Pourquoi deux L ? Laurent Kloetzer fait des mystères, et assure seul la promotion du livre. « Laure », sa femme, aurait coécrit CLEER. Dont acte, on ne dira pas qu’il s’agit pas du cinquième livre de l’auteur, jusque là habitué au domaine fantasy. Et même si ce petit dernier est sous-titré « une fantaisie corporate », on se gardera bien de le catégoriser, tant il fait figure d’ovni. Qu’est-ce que Cleer ? Une marque, ou une sur-marque, un méta-label apposé à un ensemble de produits capitalistiquement corrects. C’est aussi, selon ses dires, l’employeur de Kloetzer, psychologue du travail de formation.
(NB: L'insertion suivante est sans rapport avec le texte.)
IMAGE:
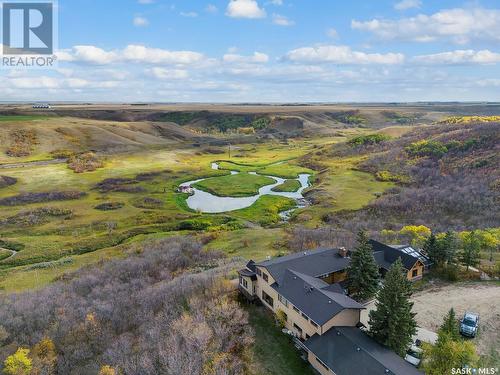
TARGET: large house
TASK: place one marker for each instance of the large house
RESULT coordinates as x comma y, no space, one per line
306,288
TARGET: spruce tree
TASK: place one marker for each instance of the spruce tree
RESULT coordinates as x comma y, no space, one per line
434,250
362,273
471,247
450,325
392,323
449,244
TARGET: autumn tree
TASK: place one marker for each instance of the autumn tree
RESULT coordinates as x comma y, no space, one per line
435,250
362,273
392,323
471,246
18,363
107,370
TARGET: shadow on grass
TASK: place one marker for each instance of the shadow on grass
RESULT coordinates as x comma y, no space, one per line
273,352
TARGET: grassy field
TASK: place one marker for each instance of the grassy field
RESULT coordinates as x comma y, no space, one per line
288,186
236,185
273,352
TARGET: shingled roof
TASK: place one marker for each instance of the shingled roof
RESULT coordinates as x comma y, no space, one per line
348,350
312,263
313,296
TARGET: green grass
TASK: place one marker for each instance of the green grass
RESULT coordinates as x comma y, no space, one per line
237,185
265,210
250,243
23,117
273,352
288,186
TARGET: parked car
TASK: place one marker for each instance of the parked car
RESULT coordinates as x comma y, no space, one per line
414,355
469,324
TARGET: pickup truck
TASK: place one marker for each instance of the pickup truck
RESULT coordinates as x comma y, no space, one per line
469,324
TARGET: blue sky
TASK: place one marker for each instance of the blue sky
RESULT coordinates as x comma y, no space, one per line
269,50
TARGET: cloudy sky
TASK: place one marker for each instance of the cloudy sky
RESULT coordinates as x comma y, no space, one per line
269,51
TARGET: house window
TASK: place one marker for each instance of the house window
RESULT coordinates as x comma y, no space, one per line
322,363
267,298
283,300
297,328
244,282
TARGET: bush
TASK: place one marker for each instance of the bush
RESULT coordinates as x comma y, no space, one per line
7,181
369,139
27,198
85,162
109,206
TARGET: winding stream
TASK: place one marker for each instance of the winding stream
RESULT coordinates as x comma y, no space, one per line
206,202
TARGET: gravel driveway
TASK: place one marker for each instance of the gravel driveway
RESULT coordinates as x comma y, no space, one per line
434,302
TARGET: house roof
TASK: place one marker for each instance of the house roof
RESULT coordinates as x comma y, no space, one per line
313,296
312,263
391,254
348,350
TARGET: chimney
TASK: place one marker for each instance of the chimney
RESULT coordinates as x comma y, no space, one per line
343,252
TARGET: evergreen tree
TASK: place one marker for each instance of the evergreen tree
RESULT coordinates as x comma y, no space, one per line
471,247
392,323
435,250
449,245
447,354
362,273
450,325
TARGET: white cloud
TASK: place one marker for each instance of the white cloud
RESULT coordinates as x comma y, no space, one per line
211,8
341,55
189,14
407,4
280,20
132,53
167,74
459,57
257,57
332,33
458,25
140,21
244,9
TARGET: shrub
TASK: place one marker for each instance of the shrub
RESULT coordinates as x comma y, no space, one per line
109,206
85,162
369,139
27,198
429,148
7,181
22,143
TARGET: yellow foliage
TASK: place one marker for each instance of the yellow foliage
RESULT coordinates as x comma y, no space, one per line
107,370
18,363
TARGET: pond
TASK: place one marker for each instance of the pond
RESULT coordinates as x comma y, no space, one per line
209,203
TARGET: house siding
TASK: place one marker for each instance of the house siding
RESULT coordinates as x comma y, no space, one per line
419,268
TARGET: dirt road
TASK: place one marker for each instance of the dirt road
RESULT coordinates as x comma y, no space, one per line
433,303
483,298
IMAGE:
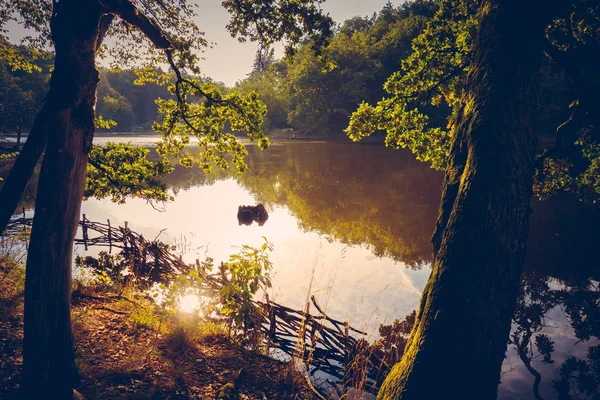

Le roman nous plonge donc dans un capitalisme triomphant, dont il fait à la fois la description, l’éloge et la satire. La société éponyme ne produit rien, mais elle communique, contrôle l’information, et derrière son slogan bateau (« Be yourself »), apparaît comme une transnationale idéale, impliquée sur tous les marchés. Sa raison d’être : entretenir l’image d’un monde des affaires propre, transparent, et respectueux de l’humain. Son but : résoudre les conflits, huiler la machine, libérer les flux. Sa méthode : faire appel à la Cohésion Interne, dont Charlotte Audiberti et Vinh Tran sont les nouvelles recrues. Ces super-cadres ont été initiés aux dernières méthodes de communication, qui confinent aux pouvoirs psi (compréhension non-vocale, manipulation…), afin de protéger l’image du Groupe du disfonctionnement de ses filiales (vague de suicides, effondrement de la production, menace écologique…). « CLEER » ne doit être qu’un parfait halo de lumière blanche, une idée corrélée à la maitrise et la sérénité, à l’image de la tour transparente qui lui sert de siège, et dont le sommet se confond avec le vide céleste.

Dans une mystique du capitalisme qui rappelle parfois Baudrillard, CLEER joue sur l’ambiguïté, la fascination que peuvent procurer les méga-empires transnationaux, au rayonnement virtuellement infini. Un système économique fait de dialogue, de compassion, de suréminence de l’humain, un capitalisme propre procédant par empathie… C’est un peu, si l’on veut, « Bill Gates chez les Bisounours ». Le ton est sec, ciselé, entre polar et rapport de stage, avec un soupçon de langage publicitaire – ce langage de la promotion des valeurs individuelles déguisées en slogans humanistes. Sidération et malaise garantis.